The match (and playoff) was shorter and the stakes a little lower, but as in 1997 Michael Adams pulled out a victory in "extra time" against Nigel Short to win the 2011 British Championship. The first game of their two-game rapid playoff was a draw, and in game two Adams parlayed the white pieces into a win. Short essayed the semi-dodgy Bronstein-Larsen variation of the Caro-Kann and achieved a decent position with it. He did need to find an accurate 14th move, and had he played 14...Kb8, he'd have been okay.

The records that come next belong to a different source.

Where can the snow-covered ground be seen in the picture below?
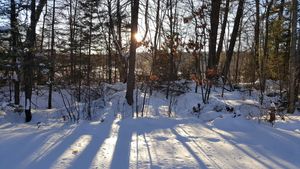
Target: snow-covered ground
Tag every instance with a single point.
(216, 139)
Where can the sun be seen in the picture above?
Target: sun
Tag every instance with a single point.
(138, 37)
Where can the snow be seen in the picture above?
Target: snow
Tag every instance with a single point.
(217, 139)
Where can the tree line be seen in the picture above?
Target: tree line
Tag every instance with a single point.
(80, 44)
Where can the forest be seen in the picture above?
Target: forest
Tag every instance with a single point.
(155, 62)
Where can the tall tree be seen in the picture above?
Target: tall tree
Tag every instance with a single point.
(14, 48)
(223, 28)
(28, 59)
(51, 59)
(132, 55)
(214, 23)
(234, 35)
(293, 59)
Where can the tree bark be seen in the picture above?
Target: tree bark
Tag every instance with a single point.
(225, 20)
(293, 59)
(133, 44)
(51, 59)
(234, 35)
(14, 46)
(28, 59)
(214, 23)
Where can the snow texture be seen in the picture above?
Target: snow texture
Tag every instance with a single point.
(217, 139)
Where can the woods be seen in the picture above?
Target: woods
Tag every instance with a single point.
(79, 45)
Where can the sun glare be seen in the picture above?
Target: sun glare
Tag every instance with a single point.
(138, 37)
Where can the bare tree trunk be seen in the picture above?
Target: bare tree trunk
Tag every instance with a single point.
(89, 63)
(157, 27)
(293, 59)
(28, 61)
(225, 20)
(214, 23)
(43, 28)
(133, 44)
(234, 35)
(51, 59)
(110, 27)
(14, 46)
(238, 54)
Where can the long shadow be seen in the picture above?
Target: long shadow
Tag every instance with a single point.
(121, 155)
(183, 140)
(85, 159)
(148, 151)
(24, 146)
(233, 142)
(48, 160)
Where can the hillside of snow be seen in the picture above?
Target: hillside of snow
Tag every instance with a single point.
(213, 138)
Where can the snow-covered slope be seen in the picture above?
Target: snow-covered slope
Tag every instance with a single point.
(216, 139)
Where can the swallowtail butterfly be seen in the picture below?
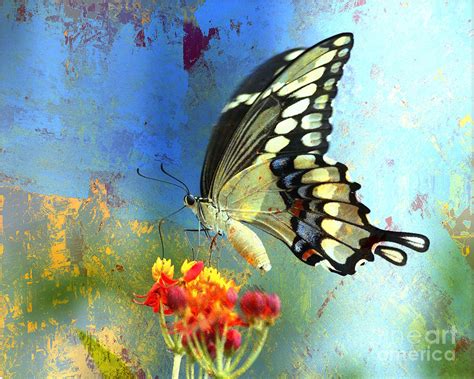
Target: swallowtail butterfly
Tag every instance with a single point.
(265, 167)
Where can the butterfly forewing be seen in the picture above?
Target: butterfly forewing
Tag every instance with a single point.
(236, 109)
(268, 170)
(292, 114)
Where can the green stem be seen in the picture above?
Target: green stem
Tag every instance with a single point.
(253, 355)
(176, 365)
(164, 330)
(233, 363)
(201, 346)
(189, 367)
(191, 371)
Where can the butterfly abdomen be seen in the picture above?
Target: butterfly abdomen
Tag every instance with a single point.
(329, 223)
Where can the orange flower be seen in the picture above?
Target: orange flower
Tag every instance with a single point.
(163, 272)
(211, 300)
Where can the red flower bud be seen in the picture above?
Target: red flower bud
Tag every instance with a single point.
(273, 304)
(176, 299)
(232, 297)
(211, 348)
(233, 341)
(253, 304)
(194, 271)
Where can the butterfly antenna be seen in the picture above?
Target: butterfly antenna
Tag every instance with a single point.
(175, 178)
(161, 181)
(160, 223)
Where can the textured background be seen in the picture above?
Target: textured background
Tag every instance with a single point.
(90, 90)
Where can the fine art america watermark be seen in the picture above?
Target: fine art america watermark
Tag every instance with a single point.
(430, 345)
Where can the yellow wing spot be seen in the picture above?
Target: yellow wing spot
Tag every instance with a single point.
(311, 139)
(466, 119)
(346, 212)
(349, 234)
(335, 67)
(326, 58)
(329, 84)
(286, 126)
(310, 77)
(296, 108)
(343, 53)
(344, 40)
(274, 145)
(329, 174)
(303, 162)
(293, 55)
(336, 250)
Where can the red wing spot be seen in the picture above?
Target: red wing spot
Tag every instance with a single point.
(307, 254)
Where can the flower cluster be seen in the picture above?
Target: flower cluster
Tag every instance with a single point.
(207, 326)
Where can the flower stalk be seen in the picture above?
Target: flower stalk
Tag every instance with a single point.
(207, 326)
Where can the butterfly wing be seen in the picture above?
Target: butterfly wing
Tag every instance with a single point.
(271, 173)
(291, 115)
(236, 109)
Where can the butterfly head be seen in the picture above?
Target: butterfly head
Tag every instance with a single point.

The point may not be what you thought - at least it's not what I thought! After 15.dxe6, Black doesn't play 15...Rde8, though it's playable (then the idea of 14...Kb8 is clear - 16.exd7 isn't check), but 15...fxe6. After 16.Qxe6 (not forced, but White has no advantage with other moves either) 16...Rhe8 17.Qf7 (or 17.Qf5 Nb6, regaining the pawn thanks to the dual threats of ...Nxc4 and ...Bh2+ followed by ...Rxd1; here we see that the king needed to be on b8, or 17...Nb6 would have been illegal) 17...Ne5 18.Qxc7+ Bxc7 19.Rxd8+ Rxd8 with equality. Black regains the c-pawn, unless White wants to get mated with ...Rd1. Note that greedy moves like 18.Qxh5 and 18.Qxf6 are both bad: 18.Qxh5? Rh8 19.Bh6 Rdg8 is quite bad for White, and 18.Qxf6?? loses to 18...Be7 19.Rxd8+ Rxd8 20.Qf4 Bg5! 21.Qg3 (21.Qxg5 Rd1+ 22.Kh2 Nf3#) 21...Rd1+ 22.Kh2 Bxh4 23.Qxh4 Nf3#.
After 14...Rde8 15.Be3 Adams was better, and while this or that move from either side might not always have been the absolutely best choice, Adams never gave away the advantage and his sustained queenside attack broke through. In the final position, Short resigned because after 34...Rxd8 35.Qxd8+ Ka7 36.Qd7+ Kb8 37.Qb7 is mate while 35...Qb8 loses to 36.c7. (You can replay the game, with these notes, here.)
Congratulations to Michael Adams, and to Jovanka Houska as well, for winning the Women's title.